Loading this data in, I used Monte-Carlo analysis to randomly select groups of people from this sample to shovel people into a room, in various groups, and checked for clashes. I ran the experiment one billion times (enough to find out if there was a measurable difference), but I appreciate I'm at the liberty of my random number generator (to test this, I also ran the experiment using the random number but over uniform distributed of birthdays to help gauge the effect of this. There was variation in these answers too over the theoretical, suggesting my random number generator was not great, and that I didn't use a large enough sample size, but smaller differences those obtained from the non-uniform data).

The result is that the non-uniformity does have an impact effect, but it's very, very small.

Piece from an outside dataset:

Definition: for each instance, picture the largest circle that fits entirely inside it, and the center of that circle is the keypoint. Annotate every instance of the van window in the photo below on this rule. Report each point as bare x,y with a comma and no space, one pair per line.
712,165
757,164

When there were four or less people in the room, from my experiments, the non-uniformity of distribution resulted in a slight decrease in the chances of a birthday collision (but this could loss of precision from too small a sample size as the percentage of times, for instance that two people collide is just 0.274%). After five people, the non-unformity provided a slight increase in the chances of all collisions. This is what I would expect.

However, the effect is so small, it could be best described as a fraction of a percent.

Why?

Why would I expect non-uniformity to increase the chance of collisions?

The reason is because of the effect of the Inspection Paradox. The more people there are who have a particular birthday, the more the chances there are for having two people matching.

Let's simplify this to just two people (A & B), and rather than using birthdays, let's use a coin flip. Both players flip a coin, and if they match (both heads or both tails), they win. If the coin flips are unbiased, there is a 50% chance that they will match.

Now imagine the coins are biased, and land heads ¾ on each flip. Now there is a more chance that both players will flip heads.

Above are two pay-off matrices. The green areas are the wins (both matching). The matrix on the left shows an unbiased coin, the one on the right the biased coin. The bigger the bias, the more the chance they match. The larger the bias, the larger the area of green.

Drawing these two examples as tree diagrams:

The inspection paradox is all around us. If you go to a school and ask students how big their class sizes are, then average their answers, you'll get a certain value (eg. 31 students), but if you check the school records you'll find the answer is much smaller (eg. 20 students). Why?, were the students lying? They both can't be right!

The issue, of course, is that the when you are surveying students, you are over-sampling the larger classes. When you query the students in a large class, you are getting a lot of answers of a large number.

When at a supermarket, if there are excess check-out staff, you never have to wait, but as there are fewer customer, less people enjoy this expedited service. It's only when there is a shortage that you feel the pain.

One of the most famous examples of this is given the name "The Friendship Paradox". On Facebook, people have fewer friends, on average, than their friends have. If you select a random person on Facebook, then select one of their friends at random, it's much more likely that this person has more friends than the random person. This is the inspection paradox; when you select a person at random, every user is equally likely, but when you choose one of their friends, you are more likely to choose someone with a lot of friends (which is how the first person had them as a friend).